La vida doméstica de los incas
Para el que recorre las ruinas de los fuertes, templos y ciudades incaicas, la impresión recibida es la de que esas enormes murallas deben haber sido alzadas por una raza de gigantes. Cada sillar, de forma poliédrica, calza ajustadamente con el que lo ha precedido en colocación, y con el que le sigue, de tal modo que en nuestros días se encuentran tan firmes como en aquellos del apogeo imperial. Las piedras, perfectamente pulidas y colocadas en hileras simétricas, son de muchos centenares de kilogramos de peso, y si pensamos que muchas de ellas fueron llevadas a grandes alturas, por ejemplo, aquellas que se dedicaron a la construcción de los pucaraes, fortalezas construidas en lugares elevados, al punto comprenderemos cuánto había avanzado aquel pueblo en la técnica arquitectónica, no inferior a la de los cretomicénicos.
Uno de los pucaraes mejor conservados es el de Sacsahuamán, construido en tres rampas, rematadas por tres grandes torreones que dominan todo el valle del Cuzco, al que hacía así inexpugnable; la fortaleza de Oilantaytambo, que guarda la entrada del cañón del Urubamba, lo mismo que la mencionada anteriormente, nos dice de la sapiencia estratégica de los guerreros incas tanto como de su ciencia arquitectónica.
Otro aspecto sorprendente de la civilización incaica, cuya utilidad práctica se extiende hasta el presente, es la de las obras viales. Caminos anchos, muchos de ellos de hasta seis metros, pavimentados con lajas, alcantarillados, unían al Cuzco con las más distantes zonas del imperio, llegando hasta los actuales límites con Colombia y hasta el río Maule, en Chile. Las vallas opuestas por ríos o precipicios eran salvadas con puentes cuyo tendido demuestra amplios conocimientos de ingeniería.
Pero fue en el trazado de obras de regadío y en el sistema de andenes para aprovechar las laderas de las montañas para cultivos, en lo que los incas alcanzaron sus más notables éxitos. Los andenes de cultivos trazaron en las faldas de la sierra unas como gigantescas graderías, en las que la tierra vegetal, escasa en el Perú por la naturaleza rocosa de su suelo, era contenida, evitando que los torrentes, la lluvia o el viento la arrastraran.
Los acueductos y canales distribuían racionalmente el agua desde lo alto de la sierra a los , lugares más apartados de los valles, de modo que lo que aparentemente la Naturaleza había destinado para erial, fue transformado por el ingenio, la constancia y el trabajo de los incas en un vergel. La agricultura, más que la minería,, dio al imperio de Tahuantinsuyo el esplendor que atrajo la codicia de los conquistadores.

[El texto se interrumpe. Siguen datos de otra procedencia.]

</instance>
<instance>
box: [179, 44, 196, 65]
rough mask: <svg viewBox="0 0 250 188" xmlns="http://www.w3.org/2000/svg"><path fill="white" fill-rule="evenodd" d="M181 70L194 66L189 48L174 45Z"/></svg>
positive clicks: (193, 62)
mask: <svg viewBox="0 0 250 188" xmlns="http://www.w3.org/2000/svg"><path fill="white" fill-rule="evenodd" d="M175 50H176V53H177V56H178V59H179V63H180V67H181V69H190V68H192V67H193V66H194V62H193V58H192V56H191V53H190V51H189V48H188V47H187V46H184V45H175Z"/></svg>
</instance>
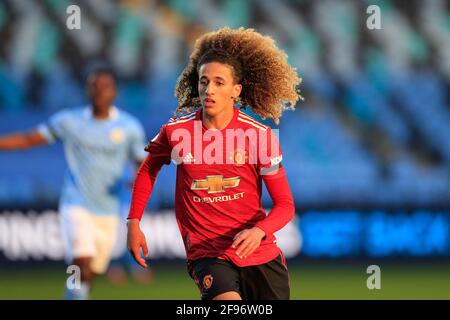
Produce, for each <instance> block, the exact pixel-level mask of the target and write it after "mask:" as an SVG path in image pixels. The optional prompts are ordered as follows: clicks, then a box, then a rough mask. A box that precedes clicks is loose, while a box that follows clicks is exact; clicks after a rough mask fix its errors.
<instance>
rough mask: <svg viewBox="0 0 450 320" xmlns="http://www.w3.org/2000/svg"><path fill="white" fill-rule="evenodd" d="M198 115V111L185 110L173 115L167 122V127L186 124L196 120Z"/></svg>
mask: <svg viewBox="0 0 450 320" xmlns="http://www.w3.org/2000/svg"><path fill="white" fill-rule="evenodd" d="M196 117H197V111H191V112H184V113H180V114H176V115H175V116H173V117H171V118H170V119H169V121H167V123H166V124H165V126H166V128H176V127H179V126H183V125H186V124H188V123H190V122H191V121H194V120H195V119H196Z"/></svg>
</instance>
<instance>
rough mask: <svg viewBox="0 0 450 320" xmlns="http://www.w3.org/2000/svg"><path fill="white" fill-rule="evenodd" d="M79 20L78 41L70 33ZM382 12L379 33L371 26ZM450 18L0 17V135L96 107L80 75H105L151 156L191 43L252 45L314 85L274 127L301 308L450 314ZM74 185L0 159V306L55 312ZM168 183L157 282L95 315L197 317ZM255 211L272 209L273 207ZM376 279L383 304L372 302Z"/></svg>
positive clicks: (168, 114) (26, 14)
mask: <svg viewBox="0 0 450 320" xmlns="http://www.w3.org/2000/svg"><path fill="white" fill-rule="evenodd" d="M71 4H76V5H78V6H79V7H80V9H81V30H69V29H68V28H67V27H66V20H67V18H68V16H69V15H68V14H67V13H66V8H67V7H68V6H69V5H71ZM372 4H375V5H378V6H379V8H380V9H381V27H382V28H381V29H380V30H369V29H368V28H367V26H366V20H367V18H368V17H369V14H368V13H367V12H366V9H367V7H368V6H369V5H372ZM449 9H450V3H449V2H448V1H445V0H429V1H418V0H416V1H401V0H399V1H394V0H386V1H375V0H372V1H364V0H360V1H357V0H355V1H349V0H344V1H325V0H323V1H322V0H320V1H302V0H284V1H273V0H250V1H240V0H195V1H184V0H169V1H162V0H153V1H144V0H128V1H125V0H123V1H113V0H95V1H94V0H92V1H87V0H84V1H66V0H43V1H33V0H5V1H2V2H0V39H1V41H0V134H6V133H9V132H15V131H20V130H24V129H30V128H33V127H34V126H36V125H37V124H39V123H40V122H42V121H45V120H46V119H47V118H48V117H49V116H50V115H51V114H53V113H54V112H56V111H58V110H60V109H62V108H70V107H75V106H78V105H80V104H84V103H86V98H85V94H84V87H83V81H84V79H83V76H84V70H85V69H86V67H87V66H89V65H91V64H92V63H93V62H96V61H106V62H108V63H110V64H111V65H112V66H113V68H114V70H115V72H116V73H117V74H118V76H119V80H120V82H119V90H120V91H119V97H118V99H117V103H116V104H117V105H118V106H119V107H121V108H123V109H125V110H127V111H129V112H131V113H133V114H134V115H136V116H137V117H138V118H139V119H140V120H141V121H142V123H143V124H144V126H145V129H146V133H147V136H148V137H149V138H151V137H153V136H154V135H155V133H156V132H157V130H158V128H159V127H160V126H161V125H162V124H163V123H164V122H165V121H167V119H168V117H170V116H171V115H172V112H173V111H174V110H175V107H176V100H175V98H174V96H173V91H174V86H175V82H176V79H177V77H178V75H179V73H180V71H181V70H182V69H183V67H184V66H185V64H186V62H187V61H188V56H189V53H190V51H191V50H192V45H193V41H194V39H196V38H197V37H198V36H199V35H200V34H202V33H203V32H205V31H209V30H213V29H216V28H219V27H222V26H230V27H239V26H244V27H252V28H255V29H256V30H257V31H260V32H262V33H266V34H269V35H271V36H273V37H274V39H275V40H276V42H277V44H278V46H279V47H281V48H282V49H284V50H285V51H286V52H287V54H288V56H289V62H290V63H291V64H292V65H294V66H295V67H297V68H298V71H299V73H300V75H301V76H302V77H303V79H304V81H303V84H302V87H301V89H302V94H303V95H304V97H305V102H302V103H299V105H298V106H297V110H296V111H287V112H286V113H285V114H284V115H283V117H282V118H281V123H280V126H279V127H278V128H279V129H280V142H281V146H282V149H283V153H284V155H285V157H284V158H285V159H284V165H285V168H286V171H287V173H288V178H289V182H290V185H291V188H292V191H293V194H294V198H295V203H296V210H297V217H296V219H295V220H294V221H293V222H292V223H291V224H290V225H289V226H288V227H287V228H285V229H284V230H282V231H281V232H280V234H279V236H280V246H282V248H283V249H284V250H285V252H286V254H287V256H288V258H289V259H288V264H289V266H290V269H291V277H292V280H291V282H292V297H293V298H294V299H310V298H315V299H347V298H353V299H380V298H386V299H409V298H413V299H415V298H425V299H428V298H437V299H450V268H449V267H450V265H449V261H450V125H449V124H450V96H449V84H450V13H449V12H450V10H449ZM249 114H251V115H253V114H252V113H251V112H249ZM265 123H266V124H267V125H270V126H272V127H274V128H277V126H275V124H274V123H273V122H272V121H265ZM64 169H65V162H64V157H63V153H62V148H61V145H56V146H52V147H43V148H39V149H35V150H29V151H21V152H2V153H0V208H1V210H0V299H59V298H61V297H62V292H63V285H64V281H65V279H66V278H67V276H68V275H67V274H66V273H65V268H64V264H63V262H62V257H63V249H62V244H61V242H60V233H59V232H60V231H59V229H58V225H57V218H56V214H57V212H56V209H57V201H58V197H59V191H60V188H61V184H62V179H63V172H64ZM174 177H175V167H174V166H173V165H171V166H170V167H166V168H164V170H162V172H161V174H160V176H159V179H158V181H157V183H156V187H155V189H154V190H155V191H154V193H153V196H152V198H151V200H150V202H149V205H148V207H147V209H148V211H149V212H148V214H147V215H146V220H145V224H144V225H145V227H144V228H145V230H146V233H147V234H148V237H149V244H150V251H151V255H152V258H153V259H152V260H151V261H152V265H153V266H154V270H155V275H156V278H155V280H154V282H153V283H152V284H150V285H146V286H142V285H138V284H135V283H133V282H132V281H130V282H129V283H128V284H127V285H125V286H123V287H121V288H116V287H114V286H112V285H111V284H110V283H108V282H107V281H106V280H105V279H104V278H102V279H100V280H99V282H98V284H97V286H96V287H95V290H94V294H93V297H94V298H96V299H107V298H114V299H129V298H131V299H177V298H181V299H198V292H197V289H196V287H195V285H194V284H193V282H192V280H191V279H190V278H189V277H188V275H187V273H186V271H185V266H184V263H183V248H182V247H181V239H180V237H179V235H178V230H177V229H176V225H175V224H174V218H173V212H172V204H173V201H174V199H173V198H174V188H175V186H174V184H175V179H174ZM125 199H126V195H125ZM263 203H264V205H265V206H266V207H267V208H268V209H270V205H271V204H270V199H269V198H268V196H267V194H265V195H264V197H263ZM372 264H375V265H379V266H380V268H381V285H382V288H381V290H368V288H367V287H366V280H367V278H368V276H369V274H367V273H366V269H367V267H368V266H369V265H372Z"/></svg>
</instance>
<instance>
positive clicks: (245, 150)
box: [229, 149, 248, 166]
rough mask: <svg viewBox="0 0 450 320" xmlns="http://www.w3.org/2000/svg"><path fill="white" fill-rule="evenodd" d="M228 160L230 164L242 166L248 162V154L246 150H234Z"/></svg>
mask: <svg viewBox="0 0 450 320" xmlns="http://www.w3.org/2000/svg"><path fill="white" fill-rule="evenodd" d="M229 159H230V161H231V163H233V164H235V165H238V166H242V165H244V164H245V163H246V162H247V160H248V152H247V150H242V149H236V150H234V151H230V155H229Z"/></svg>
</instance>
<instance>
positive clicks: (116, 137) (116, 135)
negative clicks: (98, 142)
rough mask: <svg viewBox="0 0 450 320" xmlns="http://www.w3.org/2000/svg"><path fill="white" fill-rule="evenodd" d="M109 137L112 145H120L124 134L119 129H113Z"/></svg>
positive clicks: (114, 128) (123, 132) (124, 138)
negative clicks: (112, 144)
mask: <svg viewBox="0 0 450 320" xmlns="http://www.w3.org/2000/svg"><path fill="white" fill-rule="evenodd" d="M109 137H110V139H111V141H112V142H114V143H122V142H123V141H124V140H125V133H124V132H123V130H122V129H121V128H114V129H112V130H111V133H110V135H109Z"/></svg>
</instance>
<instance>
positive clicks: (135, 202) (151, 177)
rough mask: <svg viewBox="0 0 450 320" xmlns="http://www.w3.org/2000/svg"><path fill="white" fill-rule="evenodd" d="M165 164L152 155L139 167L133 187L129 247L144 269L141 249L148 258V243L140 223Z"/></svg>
mask: <svg viewBox="0 0 450 320" xmlns="http://www.w3.org/2000/svg"><path fill="white" fill-rule="evenodd" d="M162 166H163V163H162V162H161V161H159V159H158V158H153V157H152V156H151V155H150V154H149V155H148V156H147V159H145V160H144V161H143V162H142V164H141V166H140V167H139V170H138V173H137V175H136V179H135V181H134V185H133V192H132V195H131V204H130V212H129V214H128V223H127V226H128V232H127V247H128V251H130V253H131V255H132V256H133V258H134V260H135V261H136V262H137V263H138V264H139V265H140V266H142V267H143V268H147V263H146V262H145V259H143V258H142V257H141V255H140V249H141V248H142V253H143V255H144V257H146V256H148V248H147V241H146V239H145V235H144V233H143V232H142V230H141V228H140V226H139V222H140V220H141V218H142V216H143V214H144V210H145V207H146V205H147V202H148V199H149V198H150V195H151V192H152V190H153V185H154V183H155V180H156V176H157V175H158V172H159V170H160V169H161V167H162Z"/></svg>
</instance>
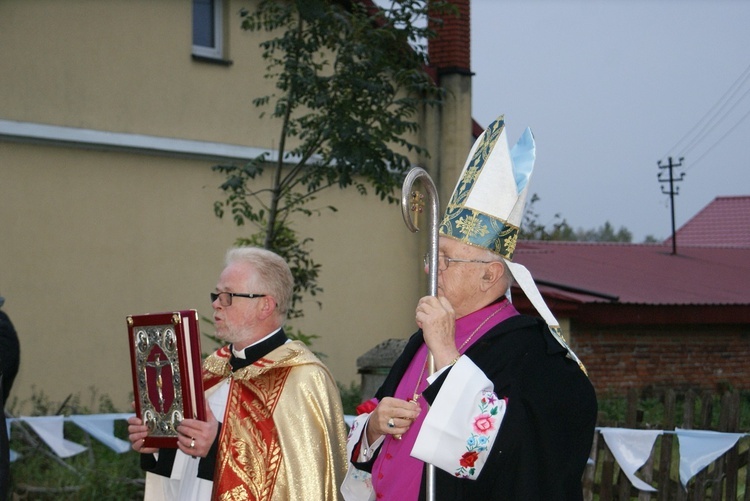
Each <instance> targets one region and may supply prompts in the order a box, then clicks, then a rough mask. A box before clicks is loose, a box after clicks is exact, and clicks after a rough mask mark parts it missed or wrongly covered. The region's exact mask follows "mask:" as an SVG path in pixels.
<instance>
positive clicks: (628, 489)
mask: <svg viewBox="0 0 750 501" xmlns="http://www.w3.org/2000/svg"><path fill="white" fill-rule="evenodd" d="M638 398H639V395H638V390H637V389H635V388H631V389H629V390H628V400H627V410H626V411H625V428H633V429H635V428H638ZM617 486H618V489H617V493H618V495H617V499H619V500H623V499H630V492H631V490H632V488H633V486H632V485H631V483H630V480H629V479H628V477H626V476H625V474H624V473H623V472H622V470H620V474H619V476H618V479H617Z"/></svg>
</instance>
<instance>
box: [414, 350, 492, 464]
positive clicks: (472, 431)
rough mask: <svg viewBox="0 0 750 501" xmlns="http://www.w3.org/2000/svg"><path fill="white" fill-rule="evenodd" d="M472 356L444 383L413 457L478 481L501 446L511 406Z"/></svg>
mask: <svg viewBox="0 0 750 501" xmlns="http://www.w3.org/2000/svg"><path fill="white" fill-rule="evenodd" d="M493 388H494V387H493V384H492V381H490V380H489V379H487V376H485V374H484V373H483V372H482V371H481V370H480V369H479V367H477V366H476V365H475V364H474V362H472V361H471V359H470V358H469V357H461V358H459V359H458V362H456V365H454V366H453V368H452V369H451V372H450V374H448V377H447V378H446V379H445V381H444V382H443V387H442V389H441V391H440V393H439V394H438V396H437V398H436V399H435V401H434V402H433V404H432V406H431V407H430V410H429V412H428V414H427V417H426V418H425V420H424V423H423V424H422V429H421V430H420V432H419V436H418V437H417V441H416V443H415V444H414V448H413V449H412V452H411V455H412V456H413V457H415V458H417V459H420V460H422V461H424V462H426V463H431V464H433V465H435V466H436V467H438V468H440V469H441V470H444V471H446V472H448V473H450V474H451V475H454V476H456V477H459V478H469V479H476V478H477V476H479V473H481V471H482V468H483V467H484V464H485V463H486V462H487V456H488V455H489V453H490V450H491V449H492V445H493V444H494V443H495V439H496V438H497V434H498V432H499V431H500V425H501V423H502V421H503V418H504V417H505V410H506V406H507V402H506V401H505V400H504V399H500V398H498V397H497V395H495V394H494V393H493V391H492V390H493Z"/></svg>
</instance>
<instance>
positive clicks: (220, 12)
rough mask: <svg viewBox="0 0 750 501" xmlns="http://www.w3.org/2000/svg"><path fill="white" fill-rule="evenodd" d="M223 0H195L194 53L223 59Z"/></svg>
mask: <svg viewBox="0 0 750 501" xmlns="http://www.w3.org/2000/svg"><path fill="white" fill-rule="evenodd" d="M222 4H223V0H193V55H196V56H202V57H209V58H213V59H221V58H223V57H224V54H223V43H222V42H223V37H224V30H223V18H224V15H223V9H222Z"/></svg>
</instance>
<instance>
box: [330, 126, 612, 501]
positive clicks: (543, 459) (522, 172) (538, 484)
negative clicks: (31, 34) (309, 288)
mask: <svg viewBox="0 0 750 501" xmlns="http://www.w3.org/2000/svg"><path fill="white" fill-rule="evenodd" d="M534 155H535V145H534V140H533V136H532V135H531V131H530V130H528V129H527V131H526V132H525V133H524V135H523V136H522V137H521V139H520V140H519V142H518V144H516V146H514V148H513V149H512V150H509V149H508V145H507V139H506V136H505V123H504V120H503V118H502V117H501V118H500V119H498V120H496V121H495V122H493V123H492V124H491V125H490V126H489V127H488V128H487V130H486V131H485V132H484V133H483V134H482V135H481V136H480V138H479V139H478V140H477V142H476V143H475V144H474V146H473V148H472V150H471V152H470V154H469V158H468V159H467V162H466V165H465V166H464V169H463V172H462V174H461V178H460V179H459V181H458V183H457V185H456V188H455V190H454V192H453V196H452V197H451V200H450V201H449V203H448V207H447V210H446V213H445V216H444V218H443V220H442V223H441V225H440V238H439V243H438V259H437V272H438V294H437V297H433V296H427V297H424V298H422V299H421V300H420V301H419V303H418V304H417V308H416V315H415V316H416V323H417V326H418V327H419V331H418V332H417V333H416V334H414V335H413V336H412V337H411V338H410V339H409V342H408V344H407V346H406V348H405V349H404V352H403V353H402V354H401V356H400V357H399V359H398V360H397V361H396V363H395V364H394V366H393V367H392V369H391V371H390V373H389V375H388V377H387V378H386V380H385V382H384V383H383V386H382V387H381V388H380V389H379V390H378V391H377V393H376V395H375V398H374V399H372V400H371V401H368V402H366V403H365V404H363V405H362V406H360V410H361V411H362V413H361V414H360V415H359V416H358V417H357V419H356V421H355V423H354V424H353V426H352V431H351V433H350V436H349V441H348V445H347V455H348V460H349V471H348V473H347V477H346V479H345V481H344V484H343V485H342V493H343V494H344V497H345V499H347V500H359V499H398V500H405V501H410V500H416V499H424V497H425V478H424V477H425V469H426V468H425V467H424V466H425V464H426V463H430V464H433V465H435V467H436V472H435V497H436V499H439V500H465V499H514V500H515V499H523V500H557V499H559V500H579V499H581V498H582V488H581V476H582V474H583V469H584V467H585V465H586V461H587V459H588V455H589V452H590V448H591V442H592V439H593V434H594V426H595V422H596V409H597V406H596V397H595V394H594V390H593V387H592V385H591V383H590V382H589V380H588V377H587V376H586V374H585V371H584V369H583V366H582V364H581V363H580V362H579V361H578V359H577V357H576V356H575V354H574V353H573V352H572V351H571V350H570V349H569V348H568V346H567V345H566V343H565V342H564V341H563V340H562V337H561V336H560V335H559V327H558V325H557V321H556V320H555V319H554V316H553V315H552V313H551V312H550V311H549V309H548V308H547V306H546V305H545V304H544V301H543V300H542V299H541V295H539V293H538V291H537V289H536V286H535V285H534V282H533V280H532V279H531V276H530V274H529V273H528V271H527V270H526V269H525V268H524V267H523V266H521V265H518V264H516V263H513V262H512V261H511V260H512V257H513V251H514V250H515V243H516V238H517V234H518V226H519V225H520V221H521V218H522V214H523V208H524V202H525V199H526V195H527V192H528V179H529V177H530V175H531V171H532V168H533V163H534ZM426 264H427V263H426ZM514 278H515V280H516V281H517V282H518V284H519V286H520V287H521V288H522V289H523V290H524V292H525V293H526V295H527V296H528V297H529V299H530V301H531V302H532V303H533V304H534V306H535V307H536V309H537V311H538V312H539V313H540V315H541V316H542V317H543V320H542V319H539V318H536V317H529V316H524V315H520V314H519V313H518V312H517V311H516V309H515V308H514V307H513V304H512V303H511V302H510V300H509V298H508V297H507V296H506V294H507V293H508V291H509V289H510V286H511V285H512V283H513V280H514ZM428 352H431V353H432V355H433V357H434V363H435V368H436V372H435V374H434V375H432V376H430V377H427V374H426V372H427V371H426V369H425V367H426V362H427V358H428Z"/></svg>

En el vestido de las clases nobles se reflejaba este esplendor; aunque la indumentaria se componía de las mismas piezas, la de los altos personajes se adornaba con planchas, pendientes y brazaletes de oro y plata. Los varones usaban el llauto, a manera de casco tejido en lana de vicuña, de vivos colores; la túnica con mangas,, llamada une jo; los rigores del frío se atemperaban cubriéndose con el abrigado poncho. En verano, los jóvenes guerreros vestían sólo la huara, pequeño faldellín ajustadamente ceñida a las caderas. Todos calzaban las universales ojotas, suela sostenida en el pie por un breve tiento en torno del tobillo. El vestido de las mujeres tenía su pieza más típica en el quepe, manto que les permitía llevar a sus hijos, cargar bultos y cubrirse, al mismo tiempo. Toda la labor de hilandería era cumplida por las mujeres; desde la infancia casi, las niñas incas aprendían el manejo de la pusca, especie de rueca bastante perfeccionada.